Hi Ajin,
On Thu, Sep 18, 2025 at 4:16 PM Ajin Cherian <itsajin@gmail.com> wrote:
>
> On Fri, Sep 12, 2025 at 1:56 PM shveta malik <shveta.malik@gmail.com> wrote:
> >
> > The approach seems valid and should work, but introducing a new file
> > like promote.inprogress for this purpose might be excessive. We can
> > first try analyzing existing information to determine whether we can
> > distinguish between the two scenarios -- a primary in crash recovery
> > immediately after a promotion attempt versus a regular primary. If we
> > are unable to find any way, we can revisit the idea.
> >
>
> I needed a way to reset slots not only during promotion, but also
> after a crash that occurs while slots are being reset, so there would
> be a fallback mechanism to clear them again on startup. As Shveta
> pointed out, it wasn’t trivial to tell apart a standby restarting
> after crashing during promotion from a primary restarting after a
> crash. So I decided to just reset slots every time primary (or a
> standby after promotion) restarts.
>
> Because this fallback logic will run on every primary restart, it was
> important to minimize overhead added by the patch. After some
> discussion, I placed the reset logic in RestoreSlotFromDisk(), which
> is invoked by StartupReplicationSlots() whenever the server starts.

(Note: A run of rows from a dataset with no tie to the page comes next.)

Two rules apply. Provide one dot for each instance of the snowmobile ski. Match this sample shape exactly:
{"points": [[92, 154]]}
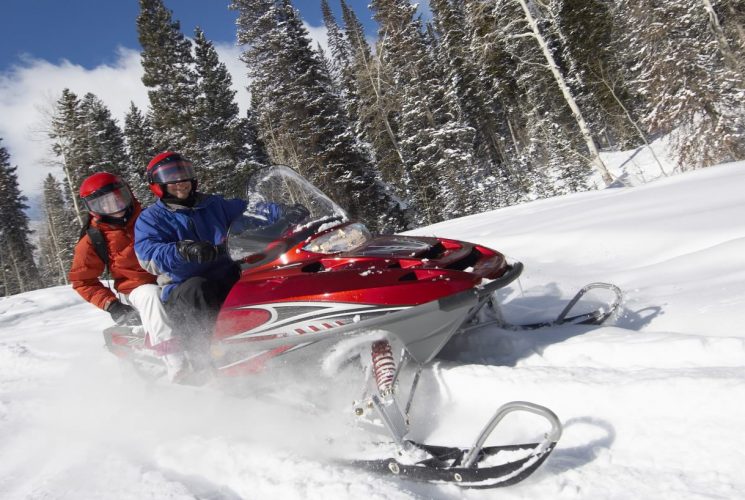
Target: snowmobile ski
{"points": [[478, 466]]}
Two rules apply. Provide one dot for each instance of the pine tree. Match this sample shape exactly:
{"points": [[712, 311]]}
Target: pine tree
{"points": [[103, 139], [169, 75], [438, 148], [300, 119], [373, 105], [138, 136], [69, 145], [19, 271], [692, 88], [222, 135], [60, 233]]}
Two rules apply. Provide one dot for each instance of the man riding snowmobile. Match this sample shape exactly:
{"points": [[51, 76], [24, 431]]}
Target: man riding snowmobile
{"points": [[108, 242], [181, 239]]}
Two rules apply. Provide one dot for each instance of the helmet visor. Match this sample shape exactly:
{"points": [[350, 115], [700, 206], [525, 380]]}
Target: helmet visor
{"points": [[172, 171], [109, 202]]}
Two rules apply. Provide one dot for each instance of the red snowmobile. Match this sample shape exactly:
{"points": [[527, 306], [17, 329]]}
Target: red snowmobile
{"points": [[305, 288]]}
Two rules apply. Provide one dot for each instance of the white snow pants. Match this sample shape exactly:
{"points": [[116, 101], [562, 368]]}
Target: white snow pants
{"points": [[146, 299]]}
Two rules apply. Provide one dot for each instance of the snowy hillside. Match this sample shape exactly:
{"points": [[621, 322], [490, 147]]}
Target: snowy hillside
{"points": [[652, 405]]}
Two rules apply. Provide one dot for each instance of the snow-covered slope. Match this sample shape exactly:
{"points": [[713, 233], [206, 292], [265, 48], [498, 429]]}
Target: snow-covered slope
{"points": [[652, 405]]}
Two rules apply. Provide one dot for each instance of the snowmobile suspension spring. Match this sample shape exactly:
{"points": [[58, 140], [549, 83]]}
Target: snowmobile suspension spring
{"points": [[384, 366]]}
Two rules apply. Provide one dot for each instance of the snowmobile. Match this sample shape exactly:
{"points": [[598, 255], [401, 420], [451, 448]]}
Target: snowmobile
{"points": [[307, 287]]}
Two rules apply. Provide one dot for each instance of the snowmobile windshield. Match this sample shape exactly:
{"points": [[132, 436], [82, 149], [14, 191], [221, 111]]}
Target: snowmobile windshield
{"points": [[281, 203]]}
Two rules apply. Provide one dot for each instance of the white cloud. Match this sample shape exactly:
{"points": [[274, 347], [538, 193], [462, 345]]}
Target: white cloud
{"points": [[27, 96], [29, 91]]}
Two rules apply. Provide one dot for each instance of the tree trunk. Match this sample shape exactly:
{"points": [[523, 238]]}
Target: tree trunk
{"points": [[716, 28], [597, 162]]}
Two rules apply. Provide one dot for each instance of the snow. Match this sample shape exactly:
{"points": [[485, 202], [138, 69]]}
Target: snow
{"points": [[652, 403]]}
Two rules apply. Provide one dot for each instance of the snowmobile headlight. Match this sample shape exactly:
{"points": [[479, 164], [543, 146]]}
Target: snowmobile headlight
{"points": [[342, 239]]}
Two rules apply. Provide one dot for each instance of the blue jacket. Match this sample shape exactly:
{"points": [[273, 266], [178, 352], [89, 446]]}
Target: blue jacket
{"points": [[159, 227]]}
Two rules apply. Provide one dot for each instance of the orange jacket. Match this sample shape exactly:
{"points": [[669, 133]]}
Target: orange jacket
{"points": [[124, 269]]}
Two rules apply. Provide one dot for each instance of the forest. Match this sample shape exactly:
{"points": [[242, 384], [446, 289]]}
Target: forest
{"points": [[487, 104]]}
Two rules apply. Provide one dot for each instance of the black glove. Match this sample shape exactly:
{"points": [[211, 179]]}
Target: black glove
{"points": [[122, 314], [295, 213], [197, 251]]}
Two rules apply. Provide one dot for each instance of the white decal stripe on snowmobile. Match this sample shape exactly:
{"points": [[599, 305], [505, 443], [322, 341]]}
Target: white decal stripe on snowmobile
{"points": [[321, 311]]}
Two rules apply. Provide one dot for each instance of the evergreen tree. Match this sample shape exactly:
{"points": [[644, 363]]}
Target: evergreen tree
{"points": [[300, 119], [222, 135], [692, 87], [138, 135], [19, 271], [545, 141], [169, 75], [103, 139], [373, 105], [438, 148], [69, 145], [60, 233]]}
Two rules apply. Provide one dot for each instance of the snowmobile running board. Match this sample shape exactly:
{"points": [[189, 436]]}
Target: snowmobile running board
{"points": [[477, 466]]}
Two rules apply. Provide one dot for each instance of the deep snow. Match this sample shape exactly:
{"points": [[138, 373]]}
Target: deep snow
{"points": [[652, 404]]}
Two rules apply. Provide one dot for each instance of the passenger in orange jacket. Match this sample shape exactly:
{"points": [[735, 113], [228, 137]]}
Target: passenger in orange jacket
{"points": [[113, 212]]}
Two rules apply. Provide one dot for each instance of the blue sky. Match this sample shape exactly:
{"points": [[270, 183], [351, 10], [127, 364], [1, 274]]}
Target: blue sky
{"points": [[88, 32], [91, 46]]}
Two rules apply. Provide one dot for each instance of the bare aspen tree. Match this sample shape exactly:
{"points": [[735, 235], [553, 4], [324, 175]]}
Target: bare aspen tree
{"points": [[596, 160]]}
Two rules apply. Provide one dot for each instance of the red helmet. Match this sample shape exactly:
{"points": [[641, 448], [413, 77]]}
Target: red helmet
{"points": [[168, 168], [105, 194]]}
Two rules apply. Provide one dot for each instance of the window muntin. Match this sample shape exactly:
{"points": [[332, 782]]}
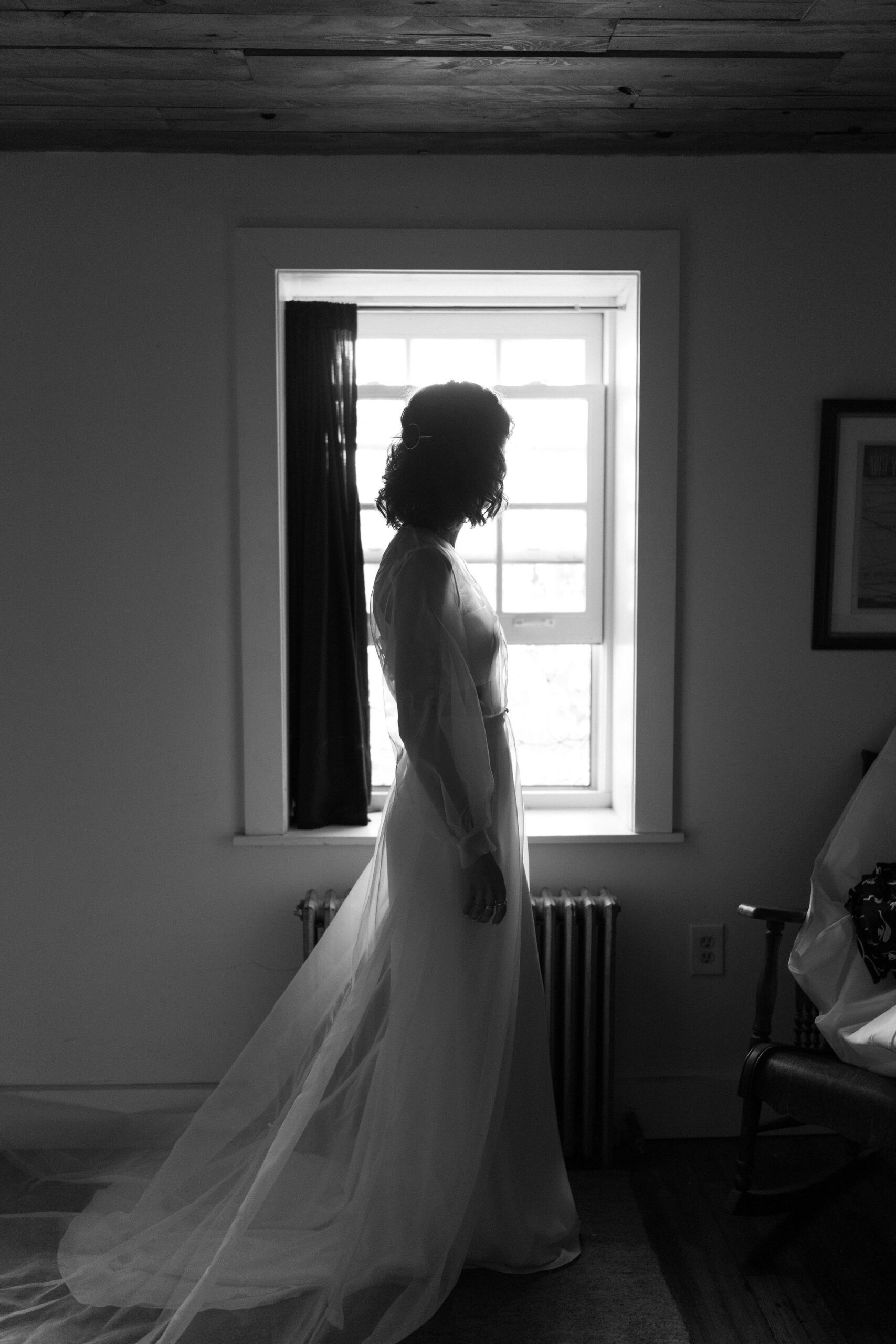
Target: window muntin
{"points": [[542, 562]]}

> Because RestoreSlotFromDisk() already loops through all slots, this
> adds minimum extra work; but also ensures the synced flag is cleared
> when running on a primary.
>
> The next challenge was finding a reliable flag to distinguish
> primaries from standbys, since we really don’t want to reset the flag
> on a standby. I tested StandbyMode, RecoveryInProgress(), and
> InRecovery. But during restarts, both RecoveryInProgress() and
> InRecovery are always true on both primary and standby. In all my
> testing, StandbyMode was the only variable that consistently
> differentiated between the two, which is what I used.
>
+/*
+ * ResetSyncedSlots()
+ *
+ * Reset all replication slots that have synced=true to synced=false.
+ */
I feel this is not correct, we are force resetting sync flag status
for all logical slots, not just the one that is set to true.
--
@@ -2664,6 +2715,10 @@ RestoreSlotFromDisk(const char *name)
memcpy(&slot->data, &cp.slotdata,
sizeof(ReplicationSlotPersistentData));
+ /* reset synced flag if this is a primary server */
+ if (!StandbyMode)
+ slot->data.synced = false;
+
I think you also need to ensure that you are only doing this for the
logical slots, it's currently just checking if the slot is in-use or
not.
--
With Regards,
Ashutosh Sharma.